It may be popular to quote Alfred, Lord Tennyson's sentiment "'Tis better to have loved and lost than never to have loved at all," but this ballad from Victor Young and Edward Heyman is having none of that:
When I fall in love it will be forever Or I'll never fall in love
Young, a film composer, and Heyman, "Body and Soul" lyricist, wrote the song for the 1952 war film One Minute To Zero, starring Robert Mitchum and Ann Blyth. While Jeri Southern was the first to record the song, it was Doris Day who scored the first hit that same year.
Nat King Cole recorded this for his 1956 album Love Is the Thing and performed it in the movie Istanbul the following year. It didn't chart in the US, but was a hit in the UK, where it peaked at #2. Daughter Natalie Cole used her late father's vocals to create a virtual duet featured on her 1996 Stardust album. The cover won Best Pop Collaboration with Vocals and Best Instrumental Arrangement with Accompanying Vocal(s) that year. She also recorded a contemporary R&B version for an earlier album, Everlasting (1987).
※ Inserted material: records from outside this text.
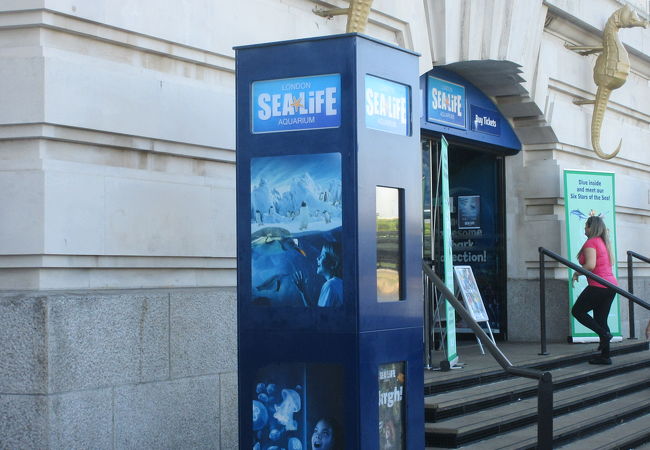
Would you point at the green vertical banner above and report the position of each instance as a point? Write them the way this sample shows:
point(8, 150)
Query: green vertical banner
point(452, 356)
point(589, 194)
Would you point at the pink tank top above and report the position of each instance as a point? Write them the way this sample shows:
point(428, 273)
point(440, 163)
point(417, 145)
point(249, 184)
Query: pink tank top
point(603, 265)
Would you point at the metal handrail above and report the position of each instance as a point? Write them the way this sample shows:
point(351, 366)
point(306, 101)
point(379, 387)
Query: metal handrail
point(630, 286)
point(585, 272)
point(545, 385)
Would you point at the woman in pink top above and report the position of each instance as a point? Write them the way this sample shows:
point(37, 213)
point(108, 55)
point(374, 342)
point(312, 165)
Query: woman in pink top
point(596, 256)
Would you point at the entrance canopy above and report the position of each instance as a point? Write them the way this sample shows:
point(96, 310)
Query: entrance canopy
point(455, 107)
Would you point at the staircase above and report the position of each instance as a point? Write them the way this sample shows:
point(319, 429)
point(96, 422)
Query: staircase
point(594, 407)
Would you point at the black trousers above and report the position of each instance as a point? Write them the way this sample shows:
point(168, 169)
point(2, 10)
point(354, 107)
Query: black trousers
point(596, 299)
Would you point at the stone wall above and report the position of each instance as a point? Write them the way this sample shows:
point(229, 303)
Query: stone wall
point(118, 369)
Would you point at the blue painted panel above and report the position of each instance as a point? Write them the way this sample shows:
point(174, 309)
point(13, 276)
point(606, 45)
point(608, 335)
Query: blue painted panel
point(495, 131)
point(308, 349)
point(387, 105)
point(293, 104)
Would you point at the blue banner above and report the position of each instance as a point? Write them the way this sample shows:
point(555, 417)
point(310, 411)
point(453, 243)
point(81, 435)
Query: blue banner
point(445, 103)
point(485, 121)
point(387, 106)
point(293, 104)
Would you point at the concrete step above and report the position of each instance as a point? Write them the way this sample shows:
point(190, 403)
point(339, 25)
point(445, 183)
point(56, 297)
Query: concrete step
point(489, 422)
point(631, 434)
point(548, 363)
point(453, 403)
point(571, 426)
Celine Dion and Clive Griffin recorded a duet in 1993 for the hit soundtrack to Sleepless in Seattle, a romantic comedy starring Tom Hanks and Meg Ryan. Their version, arranged by David Foster and Jeremy Lubbock, won a Grammy Award for Best Instrumental Arrangement Accompanying Vocalist(s) in 1994. It was also nominated for Best Pop Performance by a Duo or Group with Vocal, but lost to "A Whole New World (Aladdin's Theme)" by Peabo Bryson and Regina Belle.
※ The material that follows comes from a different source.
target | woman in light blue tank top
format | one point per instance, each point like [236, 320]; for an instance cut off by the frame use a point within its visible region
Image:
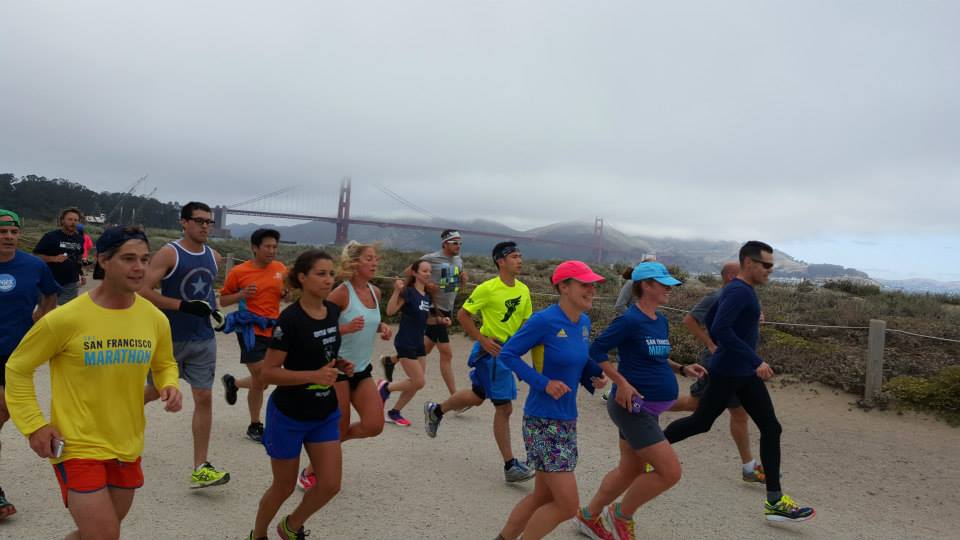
[360, 323]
Riding high on the success of his career-making single, "Never Gonna Give You Up," Rick Astley was angling for another chart-topper in his native UK with a 1987 cover of Nat King Cole's version, which was approaching its 30th anniversary. But EMI was anxious for their act, Pet Shop Boys, to land a Christmas #1 (a prestigious feat in the UK) for "Always On My Mind," so the label re-released Cole's single to undermine Astley's. It worked, and Astley's version peaked at #2, while Cole's re-issue landed at #4.
Over 100 artists have recorded this, including Tony Bennett, Karen Carpenter, Linda Ronstadt, Rod Stewart, Barry Manilow, and Boyz II Men. The Lettermen hit #7 on the pop chart with their version in 1962.
Nat King Cole's version was used in Wrongfully Accused, a 1998 spoof of The Fugitive, starring Leslie Nielsen.